The film jumps from one vignette to the next, only picking up the plot with twenty minutes to go. It doesn’t matter, as what we see is engaging and thought provoking and the protagonists, although not likeable in any conventional sense, have character and realism. My main concern was the inequality between the members of the gang and their molls, a band of attractive young women who, inexplicably, are entirely besotted by the grizzly, greasy, toothless and generally quite elderly bikers. Cliché would have it that good girls love a bad boy, but these antiquated hobos haven’t been boys for quite some time. Also, they’re not particularly good girls.

There’s a great scene where Stone gets to know the gang, learning a little more about who they are, where they came from, how they ended up together. Everybody is smoking a joint, and the camera goes in and out of focus with each inhalation, a queasy but effective way of involving the audience in an intimate, intoxicated moment of relative peace before the bloody climax. Actually, there are two bloody climaxes, the second of which ends the film in a surprising but entirely satisfactory way. The final message is quite clear: you don’t ‘sort of’ belong to a biker gang, mate: you’re either in or you’re out.

Friday 1 May 2020

THE STORY OF MANKIND












d. Irwin Allen (1957)

When I first saw this film at the age of about five or six, it made an indelible impression on me and, for years, I thought it the most incredible epic ever made. Ah, the illusions of youth. Watching it now, this crazy canter through history is clearly cobbled together, with new material filmed on a series of tiny indoor sets heavily supplemented by lots of clips taken from other, much more expensive, films.  

The premise is that mankind has developed a 'super H bomb' around sixty years earlier than expected, so The Supreme Court of Outer Space (yes, that's a thing) holds a tribunal on a piece of mist shrouded celestial wasteland to ascertain whether mankind is capable of holding such power, or whether they should be encouraged to simply detonate this doomsday weapon, thereby extinguishing human life once and for all.
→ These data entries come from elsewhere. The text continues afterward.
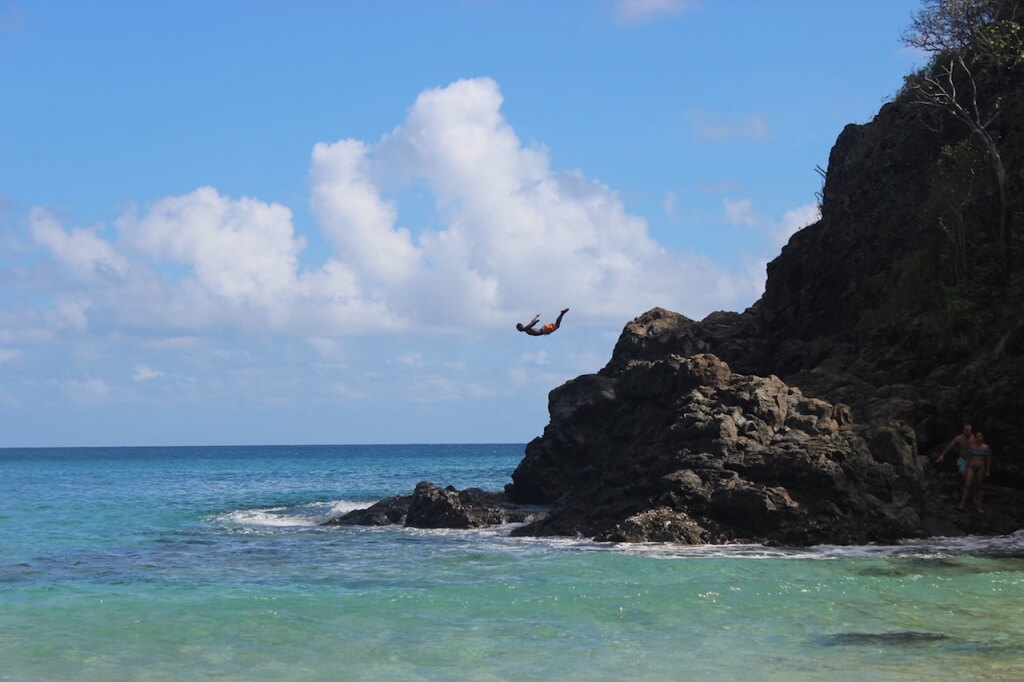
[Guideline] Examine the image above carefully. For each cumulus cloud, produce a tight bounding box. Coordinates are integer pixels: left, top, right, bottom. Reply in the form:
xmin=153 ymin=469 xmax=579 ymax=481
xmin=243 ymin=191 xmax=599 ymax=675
xmin=59 ymin=379 xmax=111 ymax=406
xmin=612 ymin=0 xmax=700 ymax=26
xmin=689 ymin=110 xmax=769 ymax=142
xmin=19 ymin=78 xmax=759 ymax=346
xmin=29 ymin=207 xmax=127 ymax=281
xmin=722 ymin=199 xmax=757 ymax=227
xmin=132 ymin=365 xmax=164 ymax=383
On the side of man: Ronald Colman, distinguished in his London Fog overcoat, tweed hat and silver sliver of facial hair. The prosecuting counsel is Mr. Scratch, the Devil himself, played suavely and convincingly by the superlative Vincent Price in a morning coat and a pair of red silk gloves*. The trial consists of Colman saying how wonderful humans are, and Price saying how terrible they are. Sometimes this is done in reverse order. We see the whole history of the world played out in a semi ironic, high camp series of vignettes starring a variety of ageing stars: the forty something Hedy Lamarr plays the teenage Joan of Arc, for instance; an ancient looking Peter Lorre is the twenty something Nero. As you might expect, Harpo Marx is Isaac Newton**.

Ultimately, the tribunal fails to come to a decision: mankind is as good as it is evil; as noble as it is savage. A pretty fair assessment, really. The court is adjourned and scheduled to reconvene at a later date when, according to Judge Cedric Hardwicke as he glares down the barrel of the camera at the audience, the verdict will be 'UP TO YOU', i.e. stop messing about with nuclear bombs, you jumped up tools.

*  Price is accompanied by his 'apprentice', Nick Cravat: acrobat, mime, circus colleague and film co-star of Burt Lancaster, as well as the nimble fellow in the furry suit on the wing of the plane in the incredible Twilight Zone episode Nightmare at 20,000 Feet. 

**  Chico and Groucho also have roles, as a Monk and Peter Minuit, respectively. Astoundingly, it didn't occur to anyone on the production to put them in a scene together, which really is a crime against the Universe.